Addio kabiny telefoniczne
Kto spedzil godziny w kabinach telefonicznych? Ja tak. Kiedys kupowalo sie karty za 5 czy 10 euro i dzwonilo do Polski. Czasy chyba te minely, ale ja wciaz widze ze ludzie z kabin korzystaja.
Od jakiegos czasu w Pistoi na kabinach telefonicznych pojawily sie
informamacje, ze zostana one niebawem usuniete…
Jesli ktos sie z tym nie zgadza, to moze wyslac emaila na wskazany adres i napisac dlaczego chce, zeby kabina pozostala nieruszona.
A wy jakie macie zdanie? Antyk czy jednak wciaz sie przydaje?

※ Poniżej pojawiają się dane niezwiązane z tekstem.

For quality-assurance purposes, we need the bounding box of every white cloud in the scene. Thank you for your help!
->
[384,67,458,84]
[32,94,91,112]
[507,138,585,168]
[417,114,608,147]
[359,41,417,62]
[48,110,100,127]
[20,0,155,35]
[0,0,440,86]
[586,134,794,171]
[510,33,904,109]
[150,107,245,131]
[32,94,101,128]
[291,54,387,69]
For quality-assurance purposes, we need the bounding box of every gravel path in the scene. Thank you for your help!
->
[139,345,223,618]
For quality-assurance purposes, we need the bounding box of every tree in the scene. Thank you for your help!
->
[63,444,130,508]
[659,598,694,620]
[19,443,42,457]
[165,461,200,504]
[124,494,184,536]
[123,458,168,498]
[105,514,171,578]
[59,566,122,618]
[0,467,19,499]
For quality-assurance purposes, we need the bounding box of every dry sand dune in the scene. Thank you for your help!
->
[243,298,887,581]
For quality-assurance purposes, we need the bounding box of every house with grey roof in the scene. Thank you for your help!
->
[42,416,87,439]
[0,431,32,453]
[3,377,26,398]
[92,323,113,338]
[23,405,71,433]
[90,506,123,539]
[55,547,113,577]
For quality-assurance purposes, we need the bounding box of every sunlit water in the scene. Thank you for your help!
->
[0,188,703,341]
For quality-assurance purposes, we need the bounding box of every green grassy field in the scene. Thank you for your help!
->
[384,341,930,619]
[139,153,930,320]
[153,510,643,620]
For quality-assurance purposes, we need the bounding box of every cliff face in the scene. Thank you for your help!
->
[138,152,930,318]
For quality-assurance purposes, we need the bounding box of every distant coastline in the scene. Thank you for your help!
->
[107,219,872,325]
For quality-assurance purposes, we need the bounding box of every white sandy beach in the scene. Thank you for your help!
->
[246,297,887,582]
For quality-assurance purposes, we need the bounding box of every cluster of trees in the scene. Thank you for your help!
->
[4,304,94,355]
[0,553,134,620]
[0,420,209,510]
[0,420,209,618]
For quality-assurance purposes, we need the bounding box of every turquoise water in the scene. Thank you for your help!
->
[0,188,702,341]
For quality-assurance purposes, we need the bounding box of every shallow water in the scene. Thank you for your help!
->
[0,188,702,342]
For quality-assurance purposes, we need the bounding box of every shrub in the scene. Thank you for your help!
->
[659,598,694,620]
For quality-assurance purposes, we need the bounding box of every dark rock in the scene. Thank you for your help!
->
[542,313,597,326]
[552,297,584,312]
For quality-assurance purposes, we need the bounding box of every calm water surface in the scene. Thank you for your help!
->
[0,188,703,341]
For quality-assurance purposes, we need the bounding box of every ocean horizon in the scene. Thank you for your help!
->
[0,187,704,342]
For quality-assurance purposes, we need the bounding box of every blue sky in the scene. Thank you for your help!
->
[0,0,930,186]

Przydaj sie. Zyjemy w czasach telefonow komorkowych, interenetu, tel. stacjonarnych,ale kabina,to kabina. Zdarzylo mi sie,ze „wspanialy” operator na czas nie uruchuchomil roaming w moim telefonie a wtedy na ratunek przysły mi własnie tunezyjskie budki telefoniczne 🙂 z Hiszpanii 10 lat temu było taniej zadzwonić do Polski na koszt odbiorcy rozmowy (polaczenie bylo wykonywane bez karty czy wrzucania monet)niz kupowac karte (stare dobte TP)- a co,niech rodzina placi 😉 Rok temu we Włoszech tez lecialam do automatu na ulicy,kiedy kablami od stacjonarnego zajely sie koty (nie tylko kroliki „jedza” kable jak sie okazalo). Wydaj mi sie,ze w strategicznych punktach budki telefoniczne powinny pozostac – nie tylko w Waszym miescie.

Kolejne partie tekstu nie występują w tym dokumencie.